I repeated my promise and hastened to the hospital to find Peter Anderson. He did not know me when I came up to him. I told him how and why I had got the clothes; he patted my head, said I was a good lad, and that he would take me to the chapel at the hospital, where I could sit with the school-children; he could manage that. Then I met Ben and others, and they were all so surprised. I went to the chapel, and although I could not hear well what was said, for I was a long way off from the parson, and the old pensioners coughed so much, I was very much pleased, although a little tired before it was over. When the service was finished, I was proceeding to my mother's, when I met her and little Virginia coming home from the town church.

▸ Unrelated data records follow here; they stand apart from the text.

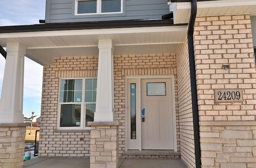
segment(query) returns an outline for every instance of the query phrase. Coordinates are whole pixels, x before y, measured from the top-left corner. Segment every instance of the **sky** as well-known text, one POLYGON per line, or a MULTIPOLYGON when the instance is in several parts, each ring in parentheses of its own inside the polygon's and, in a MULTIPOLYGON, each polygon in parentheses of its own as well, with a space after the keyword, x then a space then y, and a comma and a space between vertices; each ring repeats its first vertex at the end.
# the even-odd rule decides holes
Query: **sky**
MULTIPOLYGON (((45 0, 0 0, 0 26, 39 24, 44 20, 45 0)), ((5 48, 4 48, 5 49, 5 48)), ((0 54, 0 96, 5 59, 0 54)), ((26 57, 24 68, 23 114, 40 116, 43 66, 26 57)))

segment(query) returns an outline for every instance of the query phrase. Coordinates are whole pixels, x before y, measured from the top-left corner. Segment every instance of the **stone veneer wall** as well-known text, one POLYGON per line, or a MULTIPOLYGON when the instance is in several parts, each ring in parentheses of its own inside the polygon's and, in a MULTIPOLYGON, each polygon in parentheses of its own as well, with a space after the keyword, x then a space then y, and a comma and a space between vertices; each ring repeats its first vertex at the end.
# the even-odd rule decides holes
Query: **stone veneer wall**
MULTIPOLYGON (((90 132, 56 130, 59 78, 97 77, 96 56, 55 58, 52 65, 44 66, 39 154, 40 156, 89 157, 90 132), (84 138, 80 141, 80 138, 84 138)), ((125 76, 174 75, 176 108, 178 92, 175 54, 114 56, 114 105, 119 126, 119 156, 130 157, 167 158, 178 156, 122 156, 125 149, 125 76)), ((176 110, 177 147, 180 151, 179 124, 176 110)))
POLYGON ((26 126, 29 123, 0 123, 0 168, 22 168, 26 126))
POLYGON ((118 121, 88 122, 92 126, 90 168, 118 168, 118 121))
POLYGON ((197 17, 196 68, 202 168, 256 167, 256 69, 249 15, 197 17), (229 69, 222 68, 229 65, 229 69), (214 90, 241 89, 242 102, 214 90))
POLYGON ((181 158, 190 168, 196 167, 188 39, 179 44, 177 56, 180 140, 181 158))

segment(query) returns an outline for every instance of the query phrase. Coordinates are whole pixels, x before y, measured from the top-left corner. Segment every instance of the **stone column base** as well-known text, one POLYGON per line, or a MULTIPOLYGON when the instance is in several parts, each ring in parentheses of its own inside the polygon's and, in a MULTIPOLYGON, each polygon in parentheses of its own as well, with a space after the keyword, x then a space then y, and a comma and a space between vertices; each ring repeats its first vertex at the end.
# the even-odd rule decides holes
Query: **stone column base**
POLYGON ((117 168, 120 123, 88 122, 91 130, 90 168, 117 168))
POLYGON ((22 167, 26 126, 29 125, 0 123, 0 167, 22 167))

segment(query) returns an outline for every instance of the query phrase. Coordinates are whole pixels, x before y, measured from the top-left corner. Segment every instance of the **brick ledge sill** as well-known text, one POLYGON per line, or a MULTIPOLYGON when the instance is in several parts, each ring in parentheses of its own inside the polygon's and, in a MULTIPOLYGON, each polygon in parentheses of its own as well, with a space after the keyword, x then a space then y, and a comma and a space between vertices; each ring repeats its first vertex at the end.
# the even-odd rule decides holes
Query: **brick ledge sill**
POLYGON ((173 150, 128 150, 123 152, 123 155, 167 155, 180 156, 180 153, 173 150))

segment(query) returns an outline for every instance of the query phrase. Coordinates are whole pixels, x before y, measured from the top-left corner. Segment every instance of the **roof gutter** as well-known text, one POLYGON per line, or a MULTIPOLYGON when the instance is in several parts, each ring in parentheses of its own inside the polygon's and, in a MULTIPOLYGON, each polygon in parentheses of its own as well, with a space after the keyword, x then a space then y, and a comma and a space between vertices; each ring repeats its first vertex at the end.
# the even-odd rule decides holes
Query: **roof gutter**
POLYGON ((60 23, 48 23, 32 25, 0 26, 0 33, 45 31, 88 30, 102 28, 183 26, 174 25, 172 20, 128 20, 60 23))
POLYGON ((199 112, 197 98, 197 89, 196 78, 196 65, 195 64, 195 53, 194 47, 194 27, 196 17, 196 0, 191 0, 191 13, 188 24, 188 55, 190 72, 191 85, 191 96, 192 99, 192 112, 193 113, 193 124, 194 126, 194 140, 195 143, 195 155, 196 168, 201 168, 201 148, 200 148, 200 136, 199 134, 199 112))
POLYGON ((4 58, 6 60, 6 55, 7 54, 7 53, 4 49, 3 47, 2 46, 1 46, 1 45, 0 45, 0 54, 1 54, 3 56, 4 56, 4 58))

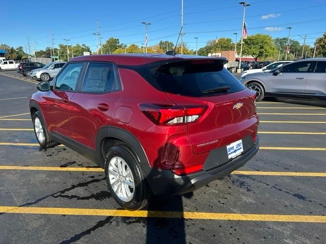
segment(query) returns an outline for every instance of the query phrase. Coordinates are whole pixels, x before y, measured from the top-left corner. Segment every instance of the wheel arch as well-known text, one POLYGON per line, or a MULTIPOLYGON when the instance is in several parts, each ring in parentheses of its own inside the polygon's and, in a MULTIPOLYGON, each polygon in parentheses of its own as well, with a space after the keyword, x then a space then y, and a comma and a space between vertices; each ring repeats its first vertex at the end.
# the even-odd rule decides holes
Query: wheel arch
POLYGON ((103 168, 105 166, 105 151, 112 146, 123 143, 140 163, 145 176, 149 174, 151 168, 145 150, 136 137, 128 131, 117 127, 104 126, 97 132, 96 143, 98 160, 103 168))

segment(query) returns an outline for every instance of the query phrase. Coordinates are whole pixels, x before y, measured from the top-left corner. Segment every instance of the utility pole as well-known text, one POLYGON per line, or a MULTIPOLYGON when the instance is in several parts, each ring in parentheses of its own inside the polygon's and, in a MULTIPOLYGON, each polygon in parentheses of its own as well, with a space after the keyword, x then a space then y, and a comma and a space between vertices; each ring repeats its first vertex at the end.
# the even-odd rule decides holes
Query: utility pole
POLYGON ((56 58, 55 57, 55 48, 53 47, 53 34, 52 33, 52 30, 50 30, 50 35, 51 36, 51 43, 52 44, 52 52, 53 53, 53 58, 56 62, 56 58))
POLYGON ((68 48, 68 41, 70 41, 70 39, 63 39, 64 41, 67 42, 67 61, 69 60, 69 49, 68 48))
POLYGON ((235 61, 235 56, 236 56, 236 37, 238 34, 233 33, 233 35, 235 35, 235 40, 234 40, 234 61, 235 61))
POLYGON ((244 2, 241 2, 239 3, 239 4, 243 5, 243 15, 242 17, 242 30, 241 32, 241 46, 240 48, 240 58, 239 59, 239 69, 241 69, 241 59, 242 55, 242 45, 243 44, 243 29, 244 28, 244 13, 246 11, 246 7, 250 6, 250 5, 249 4, 246 4, 244 2))
POLYGON ((198 55, 198 50, 197 50, 197 45, 198 44, 198 38, 194 37, 196 39, 196 55, 198 55))
POLYGON ((150 23, 142 22, 142 24, 145 24, 145 53, 147 53, 147 43, 148 42, 148 36, 147 35, 147 25, 151 24, 150 23))
MULTIPOLYGON (((102 41, 101 41, 101 39, 102 39, 101 38, 101 33, 100 32, 100 22, 99 21, 97 21, 97 33, 98 33, 98 36, 99 36, 98 37, 100 39, 100 47, 101 48, 101 54, 103 54, 103 50, 102 50, 102 41)), ((110 53, 111 53, 111 52, 110 52, 110 53)))
POLYGON ((287 37, 287 44, 286 46, 286 52, 285 54, 285 60, 287 59, 287 53, 288 51, 289 53, 290 52, 290 32, 291 32, 291 29, 292 27, 288 27, 286 28, 287 29, 289 29, 289 36, 287 37))
POLYGON ((304 57, 304 51, 305 50, 305 44, 306 44, 306 35, 305 35, 305 37, 302 37, 301 36, 299 36, 302 38, 304 39, 304 45, 302 46, 302 54, 301 54, 301 59, 304 57))
POLYGON ((277 59, 278 61, 280 61, 280 54, 281 54, 281 50, 282 49, 280 48, 280 50, 279 51, 279 58, 277 59))
POLYGON ((183 0, 181 0, 181 54, 183 54, 183 0))
POLYGON ((98 36, 99 34, 96 32, 95 33, 93 33, 93 35, 95 35, 96 37, 96 54, 98 54, 98 42, 97 41, 97 36, 98 36))

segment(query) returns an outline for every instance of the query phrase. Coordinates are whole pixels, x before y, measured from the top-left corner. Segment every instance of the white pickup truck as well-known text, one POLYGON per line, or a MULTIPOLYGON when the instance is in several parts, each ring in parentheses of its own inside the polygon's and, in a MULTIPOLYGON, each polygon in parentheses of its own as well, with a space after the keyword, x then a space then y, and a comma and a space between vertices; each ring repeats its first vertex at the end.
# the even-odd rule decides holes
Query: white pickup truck
POLYGON ((17 69, 19 64, 15 63, 15 61, 7 60, 0 63, 0 70, 14 70, 17 69))

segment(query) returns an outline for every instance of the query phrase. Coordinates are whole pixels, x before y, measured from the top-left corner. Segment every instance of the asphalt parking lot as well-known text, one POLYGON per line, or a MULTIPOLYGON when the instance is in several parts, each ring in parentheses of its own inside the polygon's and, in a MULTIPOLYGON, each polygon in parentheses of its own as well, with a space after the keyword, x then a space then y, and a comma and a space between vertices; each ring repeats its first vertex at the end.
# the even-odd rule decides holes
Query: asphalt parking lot
POLYGON ((29 113, 36 83, 0 72, 0 243, 326 242, 325 106, 258 103, 261 148, 244 166, 128 211, 94 164, 38 146, 29 113))

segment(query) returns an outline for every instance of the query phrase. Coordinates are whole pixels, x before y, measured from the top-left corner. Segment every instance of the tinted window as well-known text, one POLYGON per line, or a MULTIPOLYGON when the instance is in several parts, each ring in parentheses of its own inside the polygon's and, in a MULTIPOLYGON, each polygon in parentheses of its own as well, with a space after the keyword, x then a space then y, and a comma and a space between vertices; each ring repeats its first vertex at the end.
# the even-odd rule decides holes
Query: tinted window
POLYGON ((55 89, 75 90, 83 64, 69 64, 57 78, 55 89))
POLYGON ((318 61, 317 62, 315 73, 326 73, 326 62, 318 61))
POLYGON ((282 73, 307 73, 310 71, 312 61, 295 62, 284 66, 282 73))
POLYGON ((214 96, 239 92, 244 86, 221 61, 199 60, 171 63, 151 69, 156 80, 168 93, 194 97, 214 96), (223 86, 228 90, 203 93, 223 86))
POLYGON ((113 65, 90 63, 83 83, 83 92, 103 93, 119 89, 113 65))

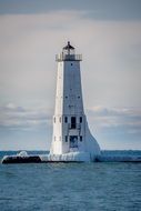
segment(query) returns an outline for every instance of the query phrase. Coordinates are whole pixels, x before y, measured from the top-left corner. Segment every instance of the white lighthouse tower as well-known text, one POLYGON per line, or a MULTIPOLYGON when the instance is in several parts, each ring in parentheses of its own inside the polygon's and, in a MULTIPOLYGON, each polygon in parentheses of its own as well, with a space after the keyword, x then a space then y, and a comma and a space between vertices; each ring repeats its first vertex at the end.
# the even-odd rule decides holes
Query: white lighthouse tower
POLYGON ((81 60, 82 56, 75 54, 70 42, 56 57, 58 74, 50 154, 66 154, 68 159, 72 154, 87 154, 94 160, 100 154, 100 147, 90 133, 83 110, 81 60))

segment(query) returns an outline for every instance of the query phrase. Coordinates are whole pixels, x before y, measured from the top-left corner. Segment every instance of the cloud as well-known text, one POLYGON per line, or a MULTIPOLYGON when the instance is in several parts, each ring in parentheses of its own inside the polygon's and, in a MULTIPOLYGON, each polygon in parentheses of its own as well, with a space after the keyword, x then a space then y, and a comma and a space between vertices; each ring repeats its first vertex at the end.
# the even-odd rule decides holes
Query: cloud
POLYGON ((98 21, 84 13, 70 10, 0 16, 0 97, 8 101, 47 98, 51 108, 57 74, 54 54, 71 40, 77 52, 83 53, 87 107, 141 104, 141 22, 98 21), (93 98, 88 94, 91 88, 93 98))
POLYGON ((32 130, 50 127, 51 115, 46 108, 27 109, 8 103, 0 107, 0 128, 7 130, 32 130))
POLYGON ((88 110, 90 122, 98 130, 117 129, 117 132, 141 133, 140 108, 104 108, 93 107, 88 110))

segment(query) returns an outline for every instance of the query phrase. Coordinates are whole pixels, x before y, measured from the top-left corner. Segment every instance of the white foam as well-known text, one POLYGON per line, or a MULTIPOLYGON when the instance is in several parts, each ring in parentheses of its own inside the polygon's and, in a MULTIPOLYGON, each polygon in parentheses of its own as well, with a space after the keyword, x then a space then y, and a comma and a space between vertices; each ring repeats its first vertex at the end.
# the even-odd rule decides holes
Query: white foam
POLYGON ((75 161, 75 162, 90 162, 90 153, 88 152, 69 152, 64 154, 42 154, 41 161, 75 161))

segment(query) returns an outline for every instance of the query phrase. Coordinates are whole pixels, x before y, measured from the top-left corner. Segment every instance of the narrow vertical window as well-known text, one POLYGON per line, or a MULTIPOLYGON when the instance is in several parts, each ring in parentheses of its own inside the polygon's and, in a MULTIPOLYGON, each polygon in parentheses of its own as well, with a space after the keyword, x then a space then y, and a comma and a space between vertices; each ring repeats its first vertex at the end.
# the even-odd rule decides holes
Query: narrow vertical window
POLYGON ((64 118, 64 122, 66 122, 66 123, 68 122, 68 117, 64 118))
POLYGON ((66 135, 66 142, 68 142, 68 135, 66 135))
POLYGON ((80 123, 82 123, 82 117, 80 117, 80 123))

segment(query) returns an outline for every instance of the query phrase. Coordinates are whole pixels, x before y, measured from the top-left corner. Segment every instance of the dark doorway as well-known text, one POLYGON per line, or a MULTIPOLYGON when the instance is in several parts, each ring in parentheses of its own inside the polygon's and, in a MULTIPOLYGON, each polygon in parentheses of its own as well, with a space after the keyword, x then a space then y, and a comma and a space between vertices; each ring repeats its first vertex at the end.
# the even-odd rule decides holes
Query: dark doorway
POLYGON ((71 118, 71 129, 75 129, 75 117, 71 118))
POLYGON ((70 137, 70 148, 78 148, 78 137, 77 135, 70 137))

"There's a nice little boy, Virginia," said my mother; "wouldn't you like to walk with him?"
My mother did not know me, but Virginia did immediately; she burst away from her mother and ran into my arms, laughing and crying as she clung to me, and then she cried out, "Mother, yes, mother, I will walk with him!" and she hastened me away with her, much to my mother's annoyance, who would have run after us to stop her, but she didn't think it genteel to go so fast; so Virginia and I went off together, leaving my mother very angry indeed. We walked along toward the hospital, Virginia crying out to every one she knew, her large hazel eyes beaming with delight, "Look, this is brother Jack!" and I went with her to Peter Anderson and old Ben. I was so proud to have my sister with me; and Peter Anderson said:
"This is as it should have been a long while ago." And then he continued, "Jack, you may happen not to earn any money in the week, and if so, come to me, for old Nanny must not be disappointed; but, recollect, you must pay for your own clothes out of your own earnings."
When it was dinner-time Virginia and I went home together. As we came to Fisher's Alley I said to her, "Mother will be angry with you."
"I can't help it, Jack," replied she; "you are my own brother, and we are not doing wrong."
When we went in my mother looked hard at me; but, to my surprise, said nothing. She was sulky, but whether it was with Virginia or with me, or with my new clothes, or whether her conscience smote her for her neglect of me, I do not know. She put the dinner on the table in silence, and after it was over she went upstairs. Virginia and I did not neglect this opportunity. She put on her bonnet, we slipped out, and walked about together till tea-time. When we came back my mother seized my sister by the arm and carried her up to bed. Little Virginia made no resistance, but turned her head and smiled at me as she was led away. I never felt so happy in my life as I did when I went to bed and thought over the events of the day.